For this year’s report Salesforce broke out what it identified as high-, low- and under-performing IT departments based on how IT teams described their own operations. Only 15 to 18 percent rated themselves as high performers versus their peers.
Steele says the results reflect the importance of investing and focusing on customer experience. In the survey, 94 percent of high performers said their job was about enabling better customer experience and 74 percent of all respondents concurred.
“Think about airline industry. If you don’t have metrics focused on the customer experience nothing else matters,” says Steele. “You might say we left on time and all the systems worked correctly, but the ball got dropped at the customer experience level and that’s where IT has to be involved delivering a digital experience to the customer, but also to employees. They need the right tools.”
Pund-IT analyst Charles King says enterprises have been moving to make IT more of a value driver for years, but the goal has been a moving target.
“Virtually every organization wants IT to cut costs or have it do more for the bottom line,” King told eWEEK in an email. “Data center automation has helped businesses capture the ‘do more with less’ benefits from IT. Another trend is to shift the costs onto the individuals and groups using the most IT services and resources.”
The report also breaks out innovation as a potential driver of value. The top performing IT teams in the survey were 3.5 times as likely to say innovation was a high priority as the underperformers. “The challenge is, how do you balance the demand for keeping the lights on and freeing resources to innovate?” said Steele.
“Automation is one part of it. As the report shows, 81 percent of IT organizations will increasingly automate to allow innovation over the next 12 to 18 months.”
Much of that innovation will come from emerging technologies that include IoT, advances in data science to handle big data, AI and mobile.
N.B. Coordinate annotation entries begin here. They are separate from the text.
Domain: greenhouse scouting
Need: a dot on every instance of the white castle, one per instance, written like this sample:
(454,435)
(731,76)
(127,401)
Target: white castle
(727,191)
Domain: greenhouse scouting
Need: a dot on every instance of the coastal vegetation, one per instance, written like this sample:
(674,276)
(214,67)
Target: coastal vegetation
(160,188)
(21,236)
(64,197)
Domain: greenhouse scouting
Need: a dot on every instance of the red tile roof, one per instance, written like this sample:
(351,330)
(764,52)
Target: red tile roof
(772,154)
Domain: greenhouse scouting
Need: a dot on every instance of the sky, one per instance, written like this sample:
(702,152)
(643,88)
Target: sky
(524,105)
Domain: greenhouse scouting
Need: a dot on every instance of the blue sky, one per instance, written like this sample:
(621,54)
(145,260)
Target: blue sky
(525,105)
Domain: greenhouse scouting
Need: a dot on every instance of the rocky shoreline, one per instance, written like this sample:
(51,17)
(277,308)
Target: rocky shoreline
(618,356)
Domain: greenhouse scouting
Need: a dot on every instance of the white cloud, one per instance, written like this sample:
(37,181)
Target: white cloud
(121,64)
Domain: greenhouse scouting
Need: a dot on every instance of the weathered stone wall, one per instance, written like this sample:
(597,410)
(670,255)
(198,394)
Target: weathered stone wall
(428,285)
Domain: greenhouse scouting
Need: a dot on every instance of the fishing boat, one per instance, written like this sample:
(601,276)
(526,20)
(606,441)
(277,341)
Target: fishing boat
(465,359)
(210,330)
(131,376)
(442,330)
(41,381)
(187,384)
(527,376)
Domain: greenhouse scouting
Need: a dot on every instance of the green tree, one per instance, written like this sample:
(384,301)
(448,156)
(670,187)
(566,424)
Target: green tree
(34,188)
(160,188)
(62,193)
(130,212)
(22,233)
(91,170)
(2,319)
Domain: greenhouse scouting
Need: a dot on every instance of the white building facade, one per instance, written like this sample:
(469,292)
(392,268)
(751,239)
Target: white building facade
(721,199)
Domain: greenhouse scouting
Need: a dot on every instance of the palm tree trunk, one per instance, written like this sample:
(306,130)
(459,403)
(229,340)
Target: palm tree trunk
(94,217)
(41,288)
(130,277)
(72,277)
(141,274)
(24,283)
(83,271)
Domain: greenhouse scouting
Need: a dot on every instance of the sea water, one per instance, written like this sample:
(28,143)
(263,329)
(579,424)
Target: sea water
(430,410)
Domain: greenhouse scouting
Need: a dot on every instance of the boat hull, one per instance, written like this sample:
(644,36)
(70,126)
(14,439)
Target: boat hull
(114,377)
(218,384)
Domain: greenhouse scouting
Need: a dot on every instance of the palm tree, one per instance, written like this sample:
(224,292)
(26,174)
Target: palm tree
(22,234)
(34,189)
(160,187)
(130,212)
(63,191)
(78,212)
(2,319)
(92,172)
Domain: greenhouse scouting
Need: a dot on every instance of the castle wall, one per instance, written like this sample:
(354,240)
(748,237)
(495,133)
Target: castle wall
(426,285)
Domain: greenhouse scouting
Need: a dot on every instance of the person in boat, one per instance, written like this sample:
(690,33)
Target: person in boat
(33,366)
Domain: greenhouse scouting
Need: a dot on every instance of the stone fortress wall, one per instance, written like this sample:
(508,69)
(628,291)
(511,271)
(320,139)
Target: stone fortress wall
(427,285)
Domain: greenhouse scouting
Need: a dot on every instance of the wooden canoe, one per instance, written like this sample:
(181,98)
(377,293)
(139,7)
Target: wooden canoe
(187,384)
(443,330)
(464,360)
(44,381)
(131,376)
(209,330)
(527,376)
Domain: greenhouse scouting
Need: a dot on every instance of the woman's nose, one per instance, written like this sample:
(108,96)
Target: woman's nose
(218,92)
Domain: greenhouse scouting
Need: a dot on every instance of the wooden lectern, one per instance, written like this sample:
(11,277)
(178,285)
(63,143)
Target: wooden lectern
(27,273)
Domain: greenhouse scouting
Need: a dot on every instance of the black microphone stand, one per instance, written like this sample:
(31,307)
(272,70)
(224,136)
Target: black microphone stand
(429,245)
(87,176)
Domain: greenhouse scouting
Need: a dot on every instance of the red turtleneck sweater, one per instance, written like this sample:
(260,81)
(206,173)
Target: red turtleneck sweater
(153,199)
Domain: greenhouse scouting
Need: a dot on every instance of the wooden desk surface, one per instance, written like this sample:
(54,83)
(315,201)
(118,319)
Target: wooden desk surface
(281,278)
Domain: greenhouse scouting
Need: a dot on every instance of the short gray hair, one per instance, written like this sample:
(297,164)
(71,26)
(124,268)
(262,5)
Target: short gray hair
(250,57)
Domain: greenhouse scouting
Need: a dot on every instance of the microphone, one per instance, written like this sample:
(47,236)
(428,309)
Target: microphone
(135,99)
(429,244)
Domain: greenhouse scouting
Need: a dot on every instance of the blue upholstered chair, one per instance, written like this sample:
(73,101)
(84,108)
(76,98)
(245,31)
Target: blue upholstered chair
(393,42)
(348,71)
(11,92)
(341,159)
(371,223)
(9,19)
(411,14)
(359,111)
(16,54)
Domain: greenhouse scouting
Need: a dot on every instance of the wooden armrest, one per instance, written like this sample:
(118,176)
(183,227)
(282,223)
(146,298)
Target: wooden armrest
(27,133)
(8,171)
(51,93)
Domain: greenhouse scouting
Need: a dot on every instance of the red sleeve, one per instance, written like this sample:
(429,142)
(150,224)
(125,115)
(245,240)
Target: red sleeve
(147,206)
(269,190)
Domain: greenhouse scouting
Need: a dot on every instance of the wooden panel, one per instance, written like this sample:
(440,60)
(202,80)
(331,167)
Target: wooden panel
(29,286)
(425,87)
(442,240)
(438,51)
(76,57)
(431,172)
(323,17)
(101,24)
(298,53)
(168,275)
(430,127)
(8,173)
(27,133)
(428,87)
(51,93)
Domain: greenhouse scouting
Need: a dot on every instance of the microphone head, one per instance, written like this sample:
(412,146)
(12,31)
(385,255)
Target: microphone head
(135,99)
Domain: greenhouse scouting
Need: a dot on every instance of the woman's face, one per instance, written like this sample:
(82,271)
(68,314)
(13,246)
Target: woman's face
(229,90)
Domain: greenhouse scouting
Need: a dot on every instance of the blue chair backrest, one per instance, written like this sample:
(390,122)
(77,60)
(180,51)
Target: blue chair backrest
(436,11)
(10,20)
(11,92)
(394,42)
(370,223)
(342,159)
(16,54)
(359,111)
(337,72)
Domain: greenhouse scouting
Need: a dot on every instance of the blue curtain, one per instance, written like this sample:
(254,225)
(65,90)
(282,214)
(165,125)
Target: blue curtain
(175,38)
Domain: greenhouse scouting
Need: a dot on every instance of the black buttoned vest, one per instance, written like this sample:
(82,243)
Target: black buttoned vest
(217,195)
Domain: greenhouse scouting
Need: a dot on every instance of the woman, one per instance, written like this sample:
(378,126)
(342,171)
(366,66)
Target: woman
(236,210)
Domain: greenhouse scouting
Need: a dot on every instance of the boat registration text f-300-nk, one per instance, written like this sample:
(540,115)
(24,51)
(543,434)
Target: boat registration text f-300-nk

Salesforce and other companies are building in more data science capabilities into their services to help minimize the need for specialists. “There are fewer data scientists available than what companies want to hire,” said Steele.
Salesforce has made a big investment in AI, specifically its Einstein software designed to analyze data and provide sales people with customer leads and suggested courses of actions.
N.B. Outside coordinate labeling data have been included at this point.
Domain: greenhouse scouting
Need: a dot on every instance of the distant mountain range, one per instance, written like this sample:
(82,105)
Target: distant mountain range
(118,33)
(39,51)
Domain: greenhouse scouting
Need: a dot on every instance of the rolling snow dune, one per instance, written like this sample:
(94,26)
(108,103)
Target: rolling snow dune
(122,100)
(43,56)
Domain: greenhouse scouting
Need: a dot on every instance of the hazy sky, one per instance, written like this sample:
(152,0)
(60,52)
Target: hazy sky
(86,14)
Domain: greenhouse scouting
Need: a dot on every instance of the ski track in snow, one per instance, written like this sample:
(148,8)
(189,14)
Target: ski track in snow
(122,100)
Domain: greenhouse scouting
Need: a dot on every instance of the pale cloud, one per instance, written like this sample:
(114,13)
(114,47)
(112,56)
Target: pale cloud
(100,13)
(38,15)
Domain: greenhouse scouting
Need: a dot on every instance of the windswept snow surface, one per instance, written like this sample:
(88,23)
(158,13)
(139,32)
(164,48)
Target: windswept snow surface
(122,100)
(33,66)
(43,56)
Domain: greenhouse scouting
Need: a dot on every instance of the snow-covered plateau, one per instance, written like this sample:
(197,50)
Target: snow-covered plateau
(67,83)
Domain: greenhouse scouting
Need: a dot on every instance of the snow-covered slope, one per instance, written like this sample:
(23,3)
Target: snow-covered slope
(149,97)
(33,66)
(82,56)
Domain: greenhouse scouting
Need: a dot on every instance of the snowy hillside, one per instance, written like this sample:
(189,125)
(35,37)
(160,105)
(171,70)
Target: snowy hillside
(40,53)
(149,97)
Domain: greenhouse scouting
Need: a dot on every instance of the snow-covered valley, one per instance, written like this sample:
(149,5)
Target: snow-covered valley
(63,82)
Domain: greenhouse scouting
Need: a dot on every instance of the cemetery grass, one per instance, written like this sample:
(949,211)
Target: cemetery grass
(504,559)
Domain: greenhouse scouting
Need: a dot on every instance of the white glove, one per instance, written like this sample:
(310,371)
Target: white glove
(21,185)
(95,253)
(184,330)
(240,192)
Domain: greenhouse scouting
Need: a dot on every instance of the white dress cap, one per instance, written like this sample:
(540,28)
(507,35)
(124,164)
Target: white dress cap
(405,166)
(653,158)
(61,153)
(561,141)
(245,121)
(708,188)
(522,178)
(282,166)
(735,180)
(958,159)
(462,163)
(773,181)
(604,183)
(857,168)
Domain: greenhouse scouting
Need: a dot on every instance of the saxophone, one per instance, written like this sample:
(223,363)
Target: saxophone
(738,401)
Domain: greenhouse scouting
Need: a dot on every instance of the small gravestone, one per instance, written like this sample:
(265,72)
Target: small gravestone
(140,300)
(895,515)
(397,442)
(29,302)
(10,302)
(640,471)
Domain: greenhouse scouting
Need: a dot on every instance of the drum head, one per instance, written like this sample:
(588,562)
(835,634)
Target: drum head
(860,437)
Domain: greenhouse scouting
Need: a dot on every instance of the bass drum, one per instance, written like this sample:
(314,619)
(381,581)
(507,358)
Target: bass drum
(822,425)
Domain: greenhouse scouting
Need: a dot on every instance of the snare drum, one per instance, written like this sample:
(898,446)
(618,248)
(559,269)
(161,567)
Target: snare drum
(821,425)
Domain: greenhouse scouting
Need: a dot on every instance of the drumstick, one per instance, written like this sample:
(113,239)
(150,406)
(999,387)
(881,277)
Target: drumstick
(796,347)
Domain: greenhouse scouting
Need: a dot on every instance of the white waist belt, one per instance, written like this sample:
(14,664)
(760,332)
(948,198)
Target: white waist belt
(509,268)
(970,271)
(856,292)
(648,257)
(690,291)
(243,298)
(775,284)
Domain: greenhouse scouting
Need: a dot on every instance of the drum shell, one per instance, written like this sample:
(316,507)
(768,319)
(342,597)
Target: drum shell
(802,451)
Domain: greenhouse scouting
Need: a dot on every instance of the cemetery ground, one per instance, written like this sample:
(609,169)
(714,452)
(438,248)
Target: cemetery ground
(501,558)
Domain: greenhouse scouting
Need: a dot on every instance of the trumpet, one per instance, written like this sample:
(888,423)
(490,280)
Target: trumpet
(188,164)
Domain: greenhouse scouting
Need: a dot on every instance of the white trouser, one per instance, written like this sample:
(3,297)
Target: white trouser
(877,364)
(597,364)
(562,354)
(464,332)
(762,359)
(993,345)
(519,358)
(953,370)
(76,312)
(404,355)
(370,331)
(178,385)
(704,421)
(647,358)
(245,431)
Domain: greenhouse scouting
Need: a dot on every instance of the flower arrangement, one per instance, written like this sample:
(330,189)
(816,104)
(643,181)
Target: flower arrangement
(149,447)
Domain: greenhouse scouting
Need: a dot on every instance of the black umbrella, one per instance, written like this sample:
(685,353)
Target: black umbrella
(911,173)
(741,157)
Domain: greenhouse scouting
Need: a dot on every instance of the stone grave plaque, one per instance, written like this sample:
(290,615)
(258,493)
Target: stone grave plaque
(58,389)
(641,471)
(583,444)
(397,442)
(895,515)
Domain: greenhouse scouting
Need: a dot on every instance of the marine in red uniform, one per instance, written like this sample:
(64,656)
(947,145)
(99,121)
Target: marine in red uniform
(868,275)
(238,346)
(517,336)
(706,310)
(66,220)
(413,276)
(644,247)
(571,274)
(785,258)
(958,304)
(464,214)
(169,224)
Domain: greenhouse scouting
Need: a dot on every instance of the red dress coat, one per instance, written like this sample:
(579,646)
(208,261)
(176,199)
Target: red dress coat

The report suggests AI will have a major impact as three-quarters of business buyers and 51 percent of consumers expect that by 2020, companies will, with the help of AI, anticipate their needs and make relevant suggestions before they contact them.
Among employees, 65 percent indicated they believe AI that automates or assists in work-related activities will have a major or moderate impact on daily work life at their organization by 2020.
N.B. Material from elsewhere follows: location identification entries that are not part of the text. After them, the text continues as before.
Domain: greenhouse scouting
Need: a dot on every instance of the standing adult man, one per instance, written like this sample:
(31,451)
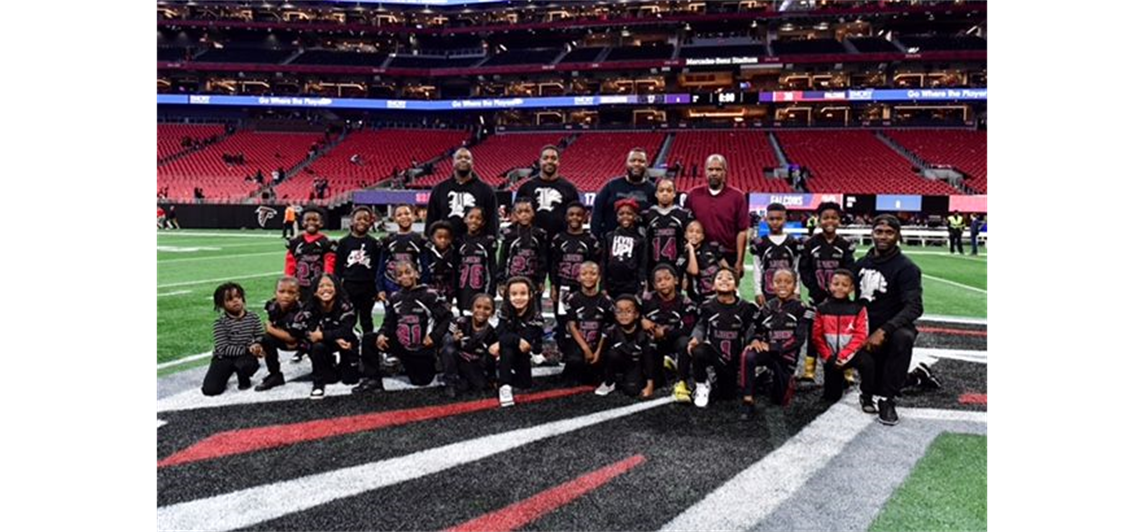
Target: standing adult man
(723,212)
(550,192)
(453,197)
(635,184)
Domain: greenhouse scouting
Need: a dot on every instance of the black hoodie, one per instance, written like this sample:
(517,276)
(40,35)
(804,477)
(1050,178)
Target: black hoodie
(890,286)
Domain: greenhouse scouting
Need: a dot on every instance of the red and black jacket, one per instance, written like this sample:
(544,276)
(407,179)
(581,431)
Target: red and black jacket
(840,330)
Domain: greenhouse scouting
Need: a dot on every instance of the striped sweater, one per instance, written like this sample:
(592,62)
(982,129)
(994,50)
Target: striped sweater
(233,336)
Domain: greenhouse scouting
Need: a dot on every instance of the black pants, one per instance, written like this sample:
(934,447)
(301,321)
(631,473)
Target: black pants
(781,367)
(632,371)
(834,376)
(270,347)
(515,366)
(463,372)
(577,368)
(420,365)
(363,294)
(327,370)
(955,240)
(705,356)
(887,374)
(222,367)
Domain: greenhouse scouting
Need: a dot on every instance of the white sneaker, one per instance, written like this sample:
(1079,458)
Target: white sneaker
(506,396)
(702,395)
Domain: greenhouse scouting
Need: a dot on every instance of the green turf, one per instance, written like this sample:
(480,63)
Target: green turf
(184,282)
(948,490)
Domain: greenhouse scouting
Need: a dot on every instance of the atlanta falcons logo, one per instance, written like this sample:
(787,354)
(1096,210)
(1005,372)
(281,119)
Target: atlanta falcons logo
(264,215)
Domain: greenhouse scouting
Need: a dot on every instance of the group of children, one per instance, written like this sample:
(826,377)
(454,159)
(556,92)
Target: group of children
(626,308)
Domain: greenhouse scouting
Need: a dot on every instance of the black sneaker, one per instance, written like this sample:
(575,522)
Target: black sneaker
(367,386)
(927,376)
(270,381)
(746,411)
(887,414)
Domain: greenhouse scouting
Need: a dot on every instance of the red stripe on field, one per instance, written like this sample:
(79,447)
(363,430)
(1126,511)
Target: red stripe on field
(519,514)
(960,332)
(244,441)
(974,398)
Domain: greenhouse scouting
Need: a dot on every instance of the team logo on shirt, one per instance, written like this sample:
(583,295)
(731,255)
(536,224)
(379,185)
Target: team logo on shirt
(459,201)
(264,215)
(547,199)
(870,283)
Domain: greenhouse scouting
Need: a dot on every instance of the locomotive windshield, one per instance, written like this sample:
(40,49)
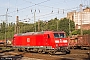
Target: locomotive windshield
(59,35)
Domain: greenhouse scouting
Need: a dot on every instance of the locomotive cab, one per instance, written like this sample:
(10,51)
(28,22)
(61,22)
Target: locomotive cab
(61,42)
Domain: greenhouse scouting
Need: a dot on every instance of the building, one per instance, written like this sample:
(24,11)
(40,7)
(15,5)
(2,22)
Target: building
(80,18)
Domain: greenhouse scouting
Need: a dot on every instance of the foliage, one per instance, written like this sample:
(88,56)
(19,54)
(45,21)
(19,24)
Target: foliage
(64,25)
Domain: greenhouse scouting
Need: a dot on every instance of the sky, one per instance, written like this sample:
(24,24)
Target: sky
(34,10)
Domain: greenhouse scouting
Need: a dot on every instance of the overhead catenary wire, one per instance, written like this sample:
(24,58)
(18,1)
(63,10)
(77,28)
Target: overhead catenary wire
(30,6)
There will undoubtedly be further advances in AI over the next few years that could validate the report’s forecast. But for now, analyst King says more work remains:
“I believe we’re still extremely early in the cycle of AI as a business solution. There are a lot of extremely intriguing technologies and great potential but it will take a while longer to shake out which companies are doing solid sustainable work and which are heading for dead ends.”
In the Salesforce report only 20 percent of IT leaders said that their technology plans regarding AI are comprehensively defined and 23 percent said the same for their AI business plans.
Steele said one trend he expects to be even more prominent in next year’s report is the rise of so-called “low code” which is a way to design and develop software faster with minimal hand-coding. “I see more and more tools emerging and Salesforce was in this early with Force.com. Low code is attractive because it lets everyone in the business build and consume apps in the easiest way possible.”
The State of IT report was based on a blind survey conducted January-February, 2017 that generated responses from 2,263 full-time IT leaders that were not limited to Salesforce customers in the U.S., Canada, U.K./Ireland, France, Germany, Netherlands, Japan, and Australia/New Zealand.